A polar prediction model for learning to represent visual transformations

Authors: Pierre-Étienne Fiquet, Eero Simoncelli

NeurIPS 2023 | Conference PDF | Archive PDF | Plain Text | LLM Run Details

Reproducibility Variable Result LLM Response
Research Type Experimental When trained on natural video datasets, our framework achieves better prediction performance than traditional motion compensation and rivals conventional deep networks, while maintaining interpretability and speed.
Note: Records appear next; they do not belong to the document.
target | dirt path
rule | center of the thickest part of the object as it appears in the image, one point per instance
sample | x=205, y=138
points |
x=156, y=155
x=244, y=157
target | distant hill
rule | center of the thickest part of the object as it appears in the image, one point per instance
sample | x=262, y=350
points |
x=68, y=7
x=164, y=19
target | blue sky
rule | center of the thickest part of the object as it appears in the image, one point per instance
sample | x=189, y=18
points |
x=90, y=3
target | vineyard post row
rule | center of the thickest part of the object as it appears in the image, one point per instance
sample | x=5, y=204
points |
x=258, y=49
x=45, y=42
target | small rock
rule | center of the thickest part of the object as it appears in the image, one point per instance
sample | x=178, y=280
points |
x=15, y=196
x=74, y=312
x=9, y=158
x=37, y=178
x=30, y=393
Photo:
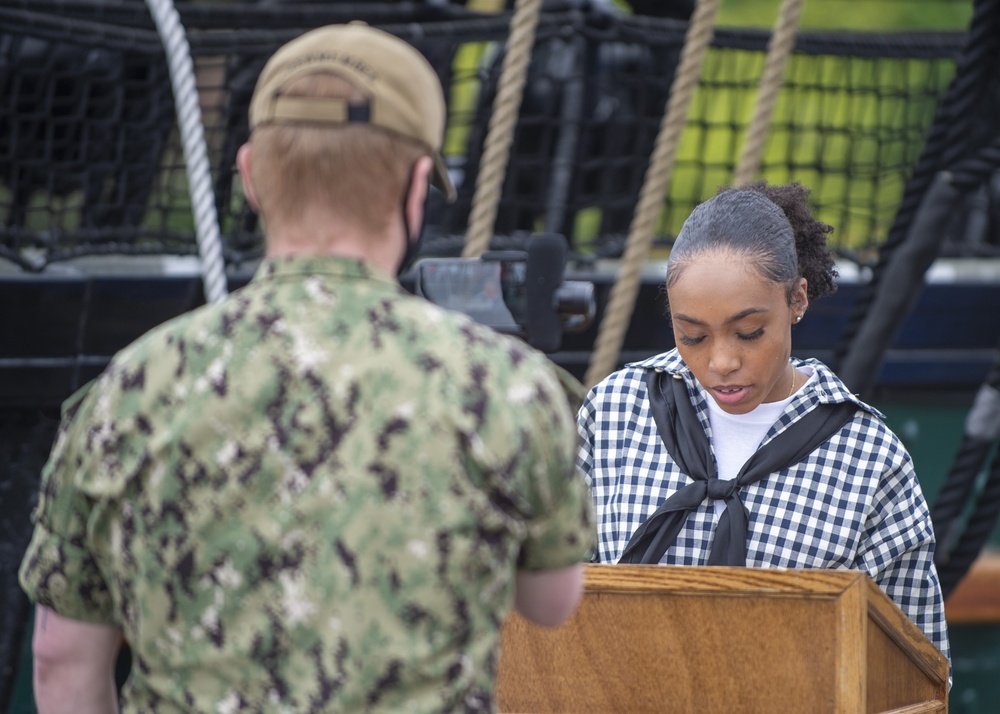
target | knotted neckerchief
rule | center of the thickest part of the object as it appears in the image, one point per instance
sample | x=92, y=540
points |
x=687, y=444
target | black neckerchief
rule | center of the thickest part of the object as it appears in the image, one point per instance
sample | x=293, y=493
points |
x=686, y=442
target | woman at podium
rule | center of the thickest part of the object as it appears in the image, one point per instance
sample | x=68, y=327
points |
x=729, y=451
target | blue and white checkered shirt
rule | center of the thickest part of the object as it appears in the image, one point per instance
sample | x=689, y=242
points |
x=854, y=502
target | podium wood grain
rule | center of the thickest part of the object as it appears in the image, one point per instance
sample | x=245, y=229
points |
x=713, y=639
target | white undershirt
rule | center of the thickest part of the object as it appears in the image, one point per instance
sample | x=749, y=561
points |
x=737, y=436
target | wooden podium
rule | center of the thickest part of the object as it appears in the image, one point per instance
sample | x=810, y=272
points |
x=650, y=638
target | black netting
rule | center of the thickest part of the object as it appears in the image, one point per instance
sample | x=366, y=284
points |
x=90, y=158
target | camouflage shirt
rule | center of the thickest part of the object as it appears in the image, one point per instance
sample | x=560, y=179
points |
x=311, y=496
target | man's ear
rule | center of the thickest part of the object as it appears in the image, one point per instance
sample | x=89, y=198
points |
x=243, y=164
x=419, y=185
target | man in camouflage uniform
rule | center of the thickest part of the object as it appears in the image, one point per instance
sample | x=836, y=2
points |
x=323, y=493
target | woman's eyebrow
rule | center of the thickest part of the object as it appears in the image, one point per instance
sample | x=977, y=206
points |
x=738, y=316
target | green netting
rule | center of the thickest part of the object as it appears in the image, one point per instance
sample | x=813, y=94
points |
x=90, y=159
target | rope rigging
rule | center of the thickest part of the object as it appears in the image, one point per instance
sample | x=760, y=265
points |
x=500, y=133
x=186, y=101
x=621, y=303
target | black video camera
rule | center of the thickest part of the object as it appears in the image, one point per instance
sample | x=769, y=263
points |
x=517, y=292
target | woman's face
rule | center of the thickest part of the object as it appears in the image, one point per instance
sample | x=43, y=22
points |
x=733, y=329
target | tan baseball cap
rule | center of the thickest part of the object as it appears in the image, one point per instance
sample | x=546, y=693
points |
x=404, y=93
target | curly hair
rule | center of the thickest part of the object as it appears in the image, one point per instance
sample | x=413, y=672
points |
x=771, y=225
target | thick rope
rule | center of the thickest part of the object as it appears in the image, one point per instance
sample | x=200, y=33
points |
x=778, y=51
x=182, y=79
x=500, y=132
x=621, y=302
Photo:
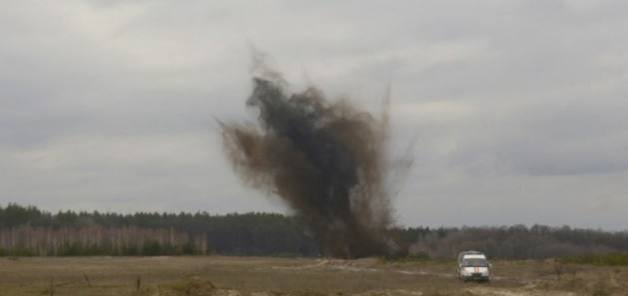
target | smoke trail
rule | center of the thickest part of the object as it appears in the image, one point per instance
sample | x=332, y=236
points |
x=324, y=159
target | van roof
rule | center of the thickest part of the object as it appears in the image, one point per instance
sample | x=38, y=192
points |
x=474, y=256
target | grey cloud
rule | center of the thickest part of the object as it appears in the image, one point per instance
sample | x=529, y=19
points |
x=518, y=106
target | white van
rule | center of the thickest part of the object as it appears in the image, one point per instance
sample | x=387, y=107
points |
x=473, y=265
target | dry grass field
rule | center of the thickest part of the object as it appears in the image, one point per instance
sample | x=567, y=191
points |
x=279, y=276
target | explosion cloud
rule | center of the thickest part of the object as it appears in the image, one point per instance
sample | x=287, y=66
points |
x=324, y=160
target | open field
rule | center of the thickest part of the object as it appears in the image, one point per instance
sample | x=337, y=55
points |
x=257, y=276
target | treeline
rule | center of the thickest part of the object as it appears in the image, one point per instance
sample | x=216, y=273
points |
x=28, y=231
x=519, y=242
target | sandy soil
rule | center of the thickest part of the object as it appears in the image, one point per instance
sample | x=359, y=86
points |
x=281, y=276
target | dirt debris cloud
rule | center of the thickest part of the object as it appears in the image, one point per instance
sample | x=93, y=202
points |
x=325, y=160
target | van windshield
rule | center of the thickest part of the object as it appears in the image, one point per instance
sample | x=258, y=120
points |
x=475, y=262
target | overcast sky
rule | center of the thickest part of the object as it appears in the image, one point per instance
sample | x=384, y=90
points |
x=519, y=108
Prediction results on the DAVIS dataset [16] are summarized in Table 1.
Researcher Affiliation Academia 1 Center for Neural Science, New York University 2 Center for Computational Neuroscience, Flatiron Institute {pef246, eero.simoncelli}@nyu.edu
Pseudocode No The paper does not contain any sections or figures explicitly labeled 'Pseudocode' or 'Algorithm', nor are there code-like formatted steps for procedures.
Open Source Code No The paper does not explicitly state that source code for the described methodology is available, nor does it provide a link to a code repository.
Open Datasets Yes To train, test and compare these models, we use the DAVIS dataset [16], which was originally designed as a benchmark for video object segmentation. We also consider a smaller video dataset consisting in footage of animals in the wild [48] which contains a variety of motions...
Dataset Splits No The set is subdivided into 60 training videos (4741 frames) and 30 test videos (2591 frames). While the paper mentions 'test loss plateaus', it does not explicitly provide specific details for a separate validation split (percentages, sample counts, or predefined splits for validation data).
Hardware Specification Yes Training and inference time are computed on a NVIDIA A100 GPU.
Software Dependencies No The paper mentions using the 'Adam optimizer [49]' but does not provide specific version numbers for software libraries, frameworks (like PyTorch or TensorFlow), or the programming language used for implementation.
Experiment Setup Yes We train each model for 200 epochs on DAVIS using the Adam optimizer [49] with default parameters and a learning rate of 3 × 10−4. We train on brief temporal segments containing 11 frames (which allows for prediction of 9 frames), and process these in batches of size 4.